Mr. Jindal holds out the hope that Mr. Trump, who admires the Supreme Court’s 2005 Kelo decision on eminent domain (the one in which Susette Kelo’s little pink house was seized by the city of New London for the intended benefit of private developers), might yet appoint strict constructionists to the bench. Mr. Jindal also seems to think that a man whose preferred style of argument is the threatened lawsuit and the Twittertantrum, can be trusted with the vast investigative apparatus of the federal government.

The deeper mistake that Mr. Jindal and other lukewarm Trump supporters make is to assume that policy counts for more than ideas—that is, that the policy disasters he anticipates from a Clinton administration will be indelible, while Trumpism poses no real threat to the conservative ideas he has spent a political career championing. This belief stems from a failure to take Trumpism seriously, or to realize just how fragile modern conservatism is as a vital political movement.

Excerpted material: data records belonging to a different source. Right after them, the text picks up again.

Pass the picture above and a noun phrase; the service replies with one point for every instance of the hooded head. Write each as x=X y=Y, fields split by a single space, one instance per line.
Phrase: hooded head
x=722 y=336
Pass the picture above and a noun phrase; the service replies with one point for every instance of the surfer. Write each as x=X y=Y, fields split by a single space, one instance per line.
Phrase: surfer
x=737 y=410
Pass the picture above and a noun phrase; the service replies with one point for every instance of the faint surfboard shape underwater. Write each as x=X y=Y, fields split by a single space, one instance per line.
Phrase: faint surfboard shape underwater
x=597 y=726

But Trumpism isn’t just a triumph of marketing or the excrescence of a personality cult. It is a regression to the conservatism of blood and soil, of ethnic polarization and bullying nationalism. Modern conservatives sought to bury this rubbish with a politics that strikes a balance between respect for tradition and faith in the dynamic and culture-shifting possibilities of open markets. When that balance collapses—under a Republican president, no less—it may never again be restored, at least in our lifetimes.

For liberals, all this may seem like so much manna from heaven. Mr. Trump’s nomination not only gives his Democratic opponent the best possible shot at winning the election (with big down-ballot gains, too), but of permanently discrediting the conservative movement as a serious ideological challenger. They should be careful what they wish for. Mr. Trump could yet win, or one of his epigones might in four or eight years. This will lead to its own left-wing counter-reactions, putting America on the road to Weimar.

For conservatives, a Democratic victory in November means the loss of another election, with all the policy reversals that entails. That may be dispiriting, but elections will come again. A Trump presidency means losing the Republican Party. Conservatives need to accept that most conservative of wisdoms—sometimes, losing is winning, especially when it offers an education in the importance of political hygiene.